En pratique : à qui en parler ?
- Parlez-en à votre addictologue ou à votre médecin : ils peuvent savoir si un essai clinique est ouvert dans votre région ou vous orienter vers un CSAPA avec plateau technique de neuromodulation.
- La rTMS ne remplace pas les traitements validés (médicaments, psychothérapies, réduction progressive) : elle est explorée en complément, principalement pour agir sur le craving lorsque celui-ci est un frein majeur au sevrage.
- Si vous souhaitez en bénéficier dans le cadre d'une recherche, le registre ClinicalTrials.gov et le registre français ANSM/EUDRACT permettent de rechercher les essais ouverts par pathologie et région.
Questions fréquentes
La rTMS est-elle douloureuse ?
La plupart des patients décrivent une légère sensation de tapotement ou de picotement sur le cuir chevelu pendant la séance.
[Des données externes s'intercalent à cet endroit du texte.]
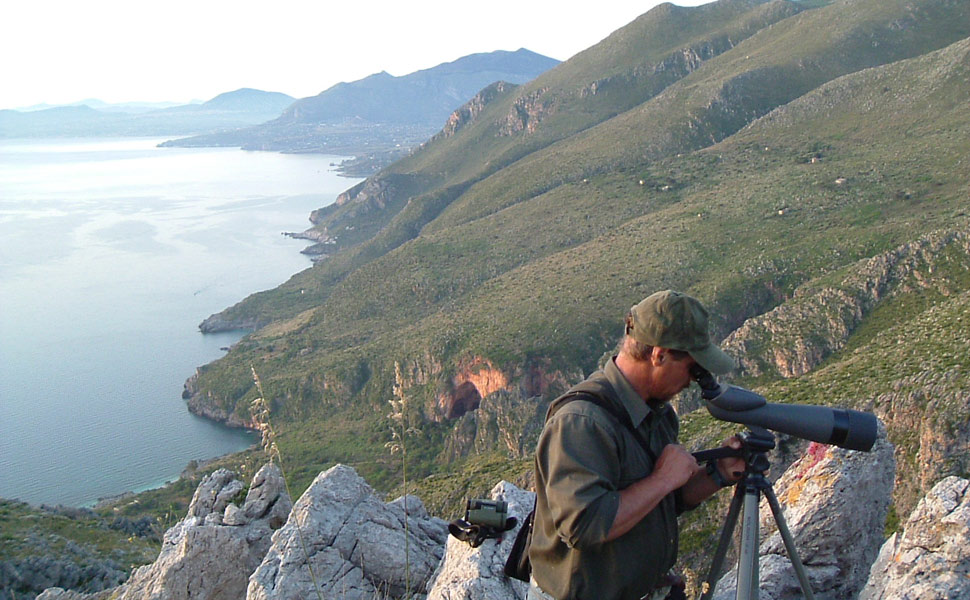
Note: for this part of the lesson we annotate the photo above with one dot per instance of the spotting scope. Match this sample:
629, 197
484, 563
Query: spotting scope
846, 428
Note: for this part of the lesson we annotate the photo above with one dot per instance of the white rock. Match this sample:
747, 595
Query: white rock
354, 545
835, 503
930, 558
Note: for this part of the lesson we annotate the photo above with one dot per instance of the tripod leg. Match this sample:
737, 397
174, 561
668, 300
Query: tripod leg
726, 532
789, 543
748, 560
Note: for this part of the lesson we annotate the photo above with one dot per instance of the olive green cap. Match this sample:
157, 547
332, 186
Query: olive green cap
677, 321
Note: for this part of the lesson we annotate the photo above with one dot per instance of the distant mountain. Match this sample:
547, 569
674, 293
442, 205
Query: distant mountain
803, 156
381, 111
226, 111
128, 107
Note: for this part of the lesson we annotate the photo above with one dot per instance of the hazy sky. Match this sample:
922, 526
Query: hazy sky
62, 51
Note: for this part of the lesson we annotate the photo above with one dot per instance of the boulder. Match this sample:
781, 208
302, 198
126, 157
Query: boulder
835, 503
930, 558
210, 554
342, 541
468, 573
203, 556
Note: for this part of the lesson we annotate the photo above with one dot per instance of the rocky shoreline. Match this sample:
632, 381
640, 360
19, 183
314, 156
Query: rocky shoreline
359, 547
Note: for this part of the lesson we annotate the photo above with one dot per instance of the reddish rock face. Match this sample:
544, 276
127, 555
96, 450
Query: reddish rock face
473, 381
463, 399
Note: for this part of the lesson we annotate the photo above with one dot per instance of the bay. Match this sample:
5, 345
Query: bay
111, 253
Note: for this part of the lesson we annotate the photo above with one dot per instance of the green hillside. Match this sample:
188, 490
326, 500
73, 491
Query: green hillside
494, 265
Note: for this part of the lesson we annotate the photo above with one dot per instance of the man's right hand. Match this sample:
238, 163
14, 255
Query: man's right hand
675, 466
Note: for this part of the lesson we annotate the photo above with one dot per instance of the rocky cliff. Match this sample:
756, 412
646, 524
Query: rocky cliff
798, 335
341, 541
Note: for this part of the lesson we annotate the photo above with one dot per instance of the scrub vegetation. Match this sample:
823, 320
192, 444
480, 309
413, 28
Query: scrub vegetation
753, 154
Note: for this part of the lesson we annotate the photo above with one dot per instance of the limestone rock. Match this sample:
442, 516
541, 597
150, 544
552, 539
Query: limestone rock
354, 544
930, 558
202, 557
468, 573
835, 503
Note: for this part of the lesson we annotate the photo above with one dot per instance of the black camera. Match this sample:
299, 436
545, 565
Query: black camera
484, 519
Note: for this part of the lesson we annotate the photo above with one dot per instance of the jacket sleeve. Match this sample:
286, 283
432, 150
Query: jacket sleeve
578, 460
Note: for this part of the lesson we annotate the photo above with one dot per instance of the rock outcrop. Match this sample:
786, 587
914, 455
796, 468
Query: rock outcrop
468, 573
797, 336
210, 554
930, 557
835, 503
342, 541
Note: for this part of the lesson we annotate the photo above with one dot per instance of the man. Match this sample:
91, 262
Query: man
608, 492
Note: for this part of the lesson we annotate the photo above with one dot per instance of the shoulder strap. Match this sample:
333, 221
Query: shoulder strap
591, 391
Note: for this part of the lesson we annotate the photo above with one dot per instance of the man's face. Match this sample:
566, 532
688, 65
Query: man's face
671, 373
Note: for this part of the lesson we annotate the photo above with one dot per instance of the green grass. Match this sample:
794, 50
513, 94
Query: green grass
527, 249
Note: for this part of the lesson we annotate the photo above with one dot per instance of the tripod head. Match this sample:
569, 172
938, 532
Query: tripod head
756, 442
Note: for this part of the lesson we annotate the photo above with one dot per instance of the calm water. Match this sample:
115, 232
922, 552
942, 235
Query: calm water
111, 253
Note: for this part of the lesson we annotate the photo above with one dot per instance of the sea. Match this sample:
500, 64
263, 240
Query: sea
112, 251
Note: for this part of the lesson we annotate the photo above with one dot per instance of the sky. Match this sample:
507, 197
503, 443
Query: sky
63, 51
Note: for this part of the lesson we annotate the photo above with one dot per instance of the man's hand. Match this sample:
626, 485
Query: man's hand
731, 467
676, 466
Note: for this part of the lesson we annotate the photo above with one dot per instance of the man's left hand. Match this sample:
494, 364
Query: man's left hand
731, 467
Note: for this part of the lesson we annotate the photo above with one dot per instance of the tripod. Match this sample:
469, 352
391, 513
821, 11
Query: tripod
756, 442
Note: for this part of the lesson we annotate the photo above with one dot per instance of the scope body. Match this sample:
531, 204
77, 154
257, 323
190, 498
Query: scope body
846, 428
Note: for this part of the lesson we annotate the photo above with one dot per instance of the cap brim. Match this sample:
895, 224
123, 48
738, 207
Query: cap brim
713, 359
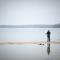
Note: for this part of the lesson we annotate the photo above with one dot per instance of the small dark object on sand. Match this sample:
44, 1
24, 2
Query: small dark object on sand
41, 44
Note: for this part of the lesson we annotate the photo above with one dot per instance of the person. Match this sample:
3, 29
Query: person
48, 35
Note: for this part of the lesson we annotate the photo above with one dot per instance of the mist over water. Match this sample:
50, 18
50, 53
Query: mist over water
29, 51
28, 34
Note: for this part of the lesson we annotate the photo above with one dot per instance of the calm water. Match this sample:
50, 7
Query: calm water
28, 33
29, 51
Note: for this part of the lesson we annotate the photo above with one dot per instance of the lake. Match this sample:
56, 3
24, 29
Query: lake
29, 51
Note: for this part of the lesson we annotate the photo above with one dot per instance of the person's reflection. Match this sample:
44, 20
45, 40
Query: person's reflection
48, 48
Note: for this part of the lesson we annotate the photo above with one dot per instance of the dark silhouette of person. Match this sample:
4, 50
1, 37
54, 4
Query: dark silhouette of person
48, 36
48, 48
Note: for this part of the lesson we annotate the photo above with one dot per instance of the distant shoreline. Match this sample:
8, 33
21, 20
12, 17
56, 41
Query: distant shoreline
37, 42
30, 26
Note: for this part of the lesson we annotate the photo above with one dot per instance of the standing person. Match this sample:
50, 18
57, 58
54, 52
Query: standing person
48, 36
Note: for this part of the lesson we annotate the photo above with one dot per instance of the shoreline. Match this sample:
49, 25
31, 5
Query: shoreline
32, 42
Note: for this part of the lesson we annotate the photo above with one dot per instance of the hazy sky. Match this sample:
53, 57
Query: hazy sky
26, 12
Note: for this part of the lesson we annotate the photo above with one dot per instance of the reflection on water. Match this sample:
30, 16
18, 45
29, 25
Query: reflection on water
48, 48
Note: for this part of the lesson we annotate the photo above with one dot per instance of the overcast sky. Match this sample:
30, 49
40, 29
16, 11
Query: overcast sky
26, 12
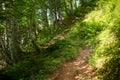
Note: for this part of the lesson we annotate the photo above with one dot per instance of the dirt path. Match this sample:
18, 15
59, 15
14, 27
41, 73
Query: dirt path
76, 69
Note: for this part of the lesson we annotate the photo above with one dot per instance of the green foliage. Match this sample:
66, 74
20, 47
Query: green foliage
39, 66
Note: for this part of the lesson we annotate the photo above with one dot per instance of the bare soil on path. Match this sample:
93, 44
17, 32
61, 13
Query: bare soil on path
76, 69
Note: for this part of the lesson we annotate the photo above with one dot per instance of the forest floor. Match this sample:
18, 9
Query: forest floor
75, 69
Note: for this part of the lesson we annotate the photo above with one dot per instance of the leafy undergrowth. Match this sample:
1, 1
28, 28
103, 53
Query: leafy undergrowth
36, 67
100, 30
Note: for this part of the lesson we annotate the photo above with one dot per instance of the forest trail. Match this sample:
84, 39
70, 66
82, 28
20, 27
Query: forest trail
76, 69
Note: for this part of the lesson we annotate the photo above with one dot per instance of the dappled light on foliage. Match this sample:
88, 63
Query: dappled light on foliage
62, 39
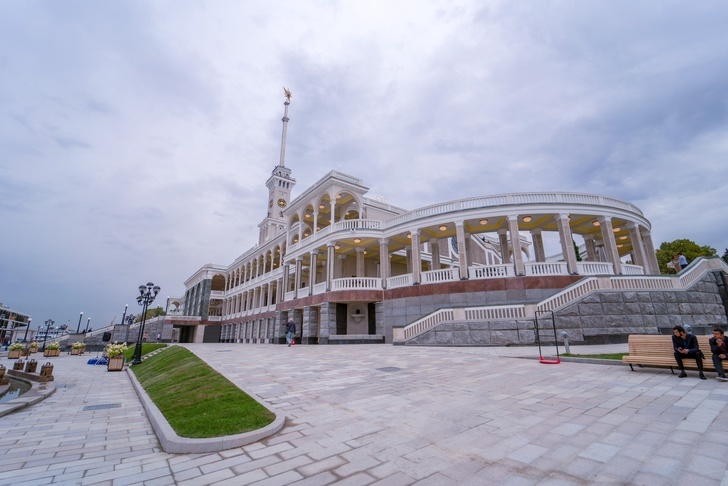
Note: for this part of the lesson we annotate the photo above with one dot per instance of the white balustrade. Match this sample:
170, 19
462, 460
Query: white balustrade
428, 322
399, 281
545, 268
594, 268
491, 271
442, 275
496, 312
357, 283
319, 288
629, 269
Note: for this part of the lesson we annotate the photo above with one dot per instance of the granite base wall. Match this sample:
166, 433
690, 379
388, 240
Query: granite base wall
600, 318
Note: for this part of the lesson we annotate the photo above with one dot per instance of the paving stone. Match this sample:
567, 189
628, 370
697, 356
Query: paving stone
438, 420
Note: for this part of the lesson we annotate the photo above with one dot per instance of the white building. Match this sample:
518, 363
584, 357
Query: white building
350, 268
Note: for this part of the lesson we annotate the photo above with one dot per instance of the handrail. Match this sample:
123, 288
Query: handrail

Une gêne plus marquée est possible lors des premières séances, qui diminue généralement avec l'habituation. Une céphalée transitoire peut survenir après la séance.
Combien de séances faut-il ?
Les protocoles varient selon les études : de 5 à 20 séances, parfois quotidiennes, parfois bi-quotidiennes sur une semaine intensive. La méta-analyse de Gay et al. (2022) montre une corrélation entre le nombre de séances et l'ampleur de la réduction du craving : un traitement court (une seule séance) ne suffit pas. Les protocoles de recherche en addictologie prévoient généralement au moins 10 séances.
Peut-on associer rTMS et médicaments ?
Oui, dans les essais cliniques la rTMS est souvent étudiée en complément d'un traitement médicamenteux ou d'un suivi psychosocial. Aucune interaction médicamenteuse directe n'est décrite, mais certains médicaments (notamment ceux qui abaissent le seuil épileptique) contre-indiquent ou nécessitent une précaution particulière : c'est pourquoi le bilan médical préalable est indispensable.
La rTMS est-elle accessible dans le secteur privé ?
Des centres privés proposent la rTMS pour la dépression, mais son utilisation hors indication pour les addictions n'est pas encadrée dans ce secteur. En dehors d'un protocole de recherche, cette pratique n'est ni validée ni remboursée. Méfiez-vous des offres commerciales non encadrées.
Communauté d'entraide
Le forum BenzoPotes accueille les personnes en sevrage de benzodiazépines et de substances apparentées. Témoignages, questions sur les traitements, soutien — sans jugement.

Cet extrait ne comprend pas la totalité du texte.